To the editor of Prison Reform, it is my position that the current affair of our nation’s justice system is an injustice to convicts being sentenced and law-abiding citizens alike. To make my case, let’s first consider the extreme example of the death penalty. This is clearly a polarizing area; not because of apathy regarding justice but instead varying opinions on what justice looks like. No matter how you envision justice, let me pose the question: what would doing the most good for the most people look like?
The obvious “good” in this example is serving justice to those harmed, including our society. In this regard, many people are quick with an opinion about the extent these hardened criminals or “monsters” are deserving of mercy. This is an oversimplification of a complicated issue. To elaborate, let’s consider how we address the obesity pandemic in America. Today we’re beset by fast food advertising, sweets and chocolates in checkout aisles, and sedentary work environments. How would the narrative change if we attempted to drive obesity rates down by making obesity illegal? Upon criminalizing obesity, we would see obese “criminals” incarcerated in vast numbers while fast food and candy bar manufacturers would continue to profit. Clearly, this would be an outrage, where society treats (or punishes, rather) the symptoms instead of the cause. Now imagine the uproar against injustice if fast food companies were encouraged to advertise more by prisons because they shared in the profit of people becoming obese.

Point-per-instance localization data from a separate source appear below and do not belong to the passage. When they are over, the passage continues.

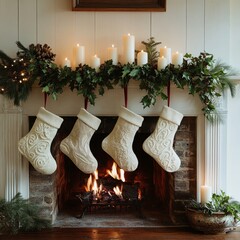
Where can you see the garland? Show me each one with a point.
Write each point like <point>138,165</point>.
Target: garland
<point>200,75</point>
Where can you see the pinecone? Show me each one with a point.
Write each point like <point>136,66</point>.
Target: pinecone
<point>42,52</point>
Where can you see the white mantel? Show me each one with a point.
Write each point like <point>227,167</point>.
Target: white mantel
<point>211,138</point>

This is exactly what’s happening in our nation’s justice system today. We have criminalized drugs instead of treating it as a healthcare issue, leading to 25% of the world’s incarcerated population being in the U.S., a country with 4% of the world’s total population. Similarly, the prison system has in large part been outsourced to for-profit corporations. This has led to a landslide of injustices including overpriced toiletries available to inmates, inadequate healthcare available to inmates, and private corporations lobbying for higher mandatory sentences to keep prison populations high. What’s most shocking is that the common person is not even aware of this injustice.

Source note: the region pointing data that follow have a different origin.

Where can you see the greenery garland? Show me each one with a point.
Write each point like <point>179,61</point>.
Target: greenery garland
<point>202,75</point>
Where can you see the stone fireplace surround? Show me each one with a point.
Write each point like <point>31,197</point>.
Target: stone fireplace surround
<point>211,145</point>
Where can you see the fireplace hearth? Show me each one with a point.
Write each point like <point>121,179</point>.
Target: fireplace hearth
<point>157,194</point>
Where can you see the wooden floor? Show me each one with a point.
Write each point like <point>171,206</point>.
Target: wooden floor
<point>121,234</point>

Coming back to the death penalty example, these are the cases that garner the most publicity, and the times where your common citizen is quickest to cast judgement. However, this is such a rare approach to assessing justice. A much more common way of considering justice is seen in tort law, performance reviews in the corporate arena, and military-structured chain of command. This “common” justice is simply to elaborate on the relationship between responsibility and accountability. We can only hold those accountable that also had some degree of responsibility for that outcome. How can we incarcerate the obese when they had no say in the ubiquity of junk food? How can we incarcerate law-breakers when they had no say in propensities of crime in their neighborhood? Similarly, we can only assume the authority to decide other’s fate if we also assume the responsibility of their well-being. For example, if I have to share my earnings to help those living in poverty, then also give me the authority to mandate who of those in poverty are required to go to college, and hold them accountable for refusing. If they instead have free-will and ability to choose to go to college and they decide not to, and I have no say in that, then don’t make me accountable for improving their condition. Again, give me both authority and responsibility, or neither.
Tying this back to the death penalty, people are quick to condemn criminals to death, but take no responsibility for the outcome: they became a criminal. If society demands justice against crime, then also take on the burden of giving its citizens the support they need to avoiding becoming a criminal. If you criminalize obesity, also take on the responsibility of abolishing fast food. In other words, don’t look for bad people, look for bad system.